You're not understanding the concept, and I'm not sure why I have to explain this to you. The "Editor's Choice" is an industry standard thing that applies ONLY AT THE TIME OF REVIEW. There is, of course, discretion of the award by "The Editor", in this case W1zzard, but the timeframe for which the award is relevant is consistent across all journalists, and across all market sectors.
So, let me make this super, objectively, unambiguously clear to you:
At the time of this review, the 14900K is the fastest consumer CPU for rendering, encoding, productivity, simulation, compiling, browsing or emulating on the market.
It doesn't matter what came before it.
It doesn't matter what comes after it.
Right now, it's the best you can buy for those workloads I listed above (and more).

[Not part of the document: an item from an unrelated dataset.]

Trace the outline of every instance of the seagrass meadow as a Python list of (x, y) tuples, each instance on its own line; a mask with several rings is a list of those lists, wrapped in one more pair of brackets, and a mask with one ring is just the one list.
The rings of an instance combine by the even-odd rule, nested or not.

There are Editor's Choice awards for products from 1993 that you shouldn't buy today because they're obsolete.
There are going to be Editor's Choice awards for products released decades from now that you can't buy today because they don't exist yet.
Right now, and ONLY right now, the 14900K gets an Editor's choice award for being the best CPU at all the things it wins at, which happens to be quite a lot of what most people want a CPU to do.
Would I personally buy a 14900K?
No; It's too hot, too power-hungry, and unnecessary for me - but that doesn't change the fact that the 14900K is, for many people, the best and fastest CPU they'll have access to right now, at a price that is (relative to inflation, platform costs, and competitor prices) more reasonable than both it's 13900K predecessor, as well as the 7950X3D competition.